In prima linea: Una donna in marina porta in scena Laure (Diane Rouxel), che ha ventitré anni e che appunto, come il titolo suggerisce, decide di arruolarsi in Marina.
L’ambiente militare si sa, è prettamente maschile. Ed è proprio questa la sfida che attrae Laure: tuffarsi nell’oscurità, farsi valere in un mondo di onore, disciplina e battute sessiste. Un mondo dove essere donna è già di per sé un difetto e lo è in Marina in particolare, in quanto, da secoli, vecchi adagi vogliono che una femmina a bordo porta sfortuna (si pensi al classico della commedia Operazione Sottoveste).
Disponibile a partire dal 15 Giugno 2020 su Sky Primafila, CHILI, Rakuten, Tim Vision, Apple TV, Infinity TV, Google Play, CG Digital e The Film Club, il secondo film dell’attrice-regista Helene de Fillieres vuole esplorare, quindi, l’ambiente che già in passato ci era stato proposto sul grande schermo da Soldato Jane di Ridley Scott, che ci rivelò che le donne militari sono ormai una realtà di fatto.
L’ambiente militare, però, con l’occhio di un regista donna assume contorni ben precisi; quindi, se all’inizio la storia risulta un po’ scontata, tirando in ballo la giovane che si ribella alla sua famiglia e che sceglie la carriera in marina nonostante sia una brillante laureata che conosce anche il russo, quella che potrebbe apparire in qualità di classica versione al femminile di Ufficiale e gentiluomo (dove però già trovavamo esponenti del gentil sesso che volevano diventare piloti di marina) si sposta rapidamente alla severa Accademia Navale.
Accademia dover troviamo l’austero comandante Riviere (Lambert Wilson), dedito esclusivamente al rigore e alla disciplina.
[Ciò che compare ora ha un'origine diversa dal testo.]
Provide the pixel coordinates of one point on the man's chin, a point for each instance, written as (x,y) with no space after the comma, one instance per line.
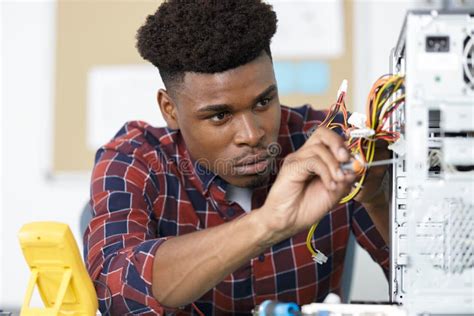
(250,181)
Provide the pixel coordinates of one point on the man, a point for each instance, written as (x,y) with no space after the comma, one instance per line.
(205,215)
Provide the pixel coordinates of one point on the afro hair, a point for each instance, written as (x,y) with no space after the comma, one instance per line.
(205,36)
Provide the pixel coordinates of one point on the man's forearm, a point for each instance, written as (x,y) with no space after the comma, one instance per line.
(187,266)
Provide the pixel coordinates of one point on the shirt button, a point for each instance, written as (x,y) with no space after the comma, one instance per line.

E in breve abbiamo il duro allenamento previsto, con tutti i punti tipici di vicende di questo tipo, dai colleghi amici della giovane, come Albertini (Alex Descas) e altre figure, dall’imbronciato al gay, ovviamente insensibile al fascino della bella Laure.
In prima linea: Una donna in marina, allora, scivola via senza problemi, mentre lo spettatore (almeno quello italiano) si chiede perchè i francesi, che vengono spesso copiati nei remake made in USA (soprattutto per quanto riguarda valide commedie), decidano a loro volta di riprendere vecchie storie dal sapore a stelle e strisce.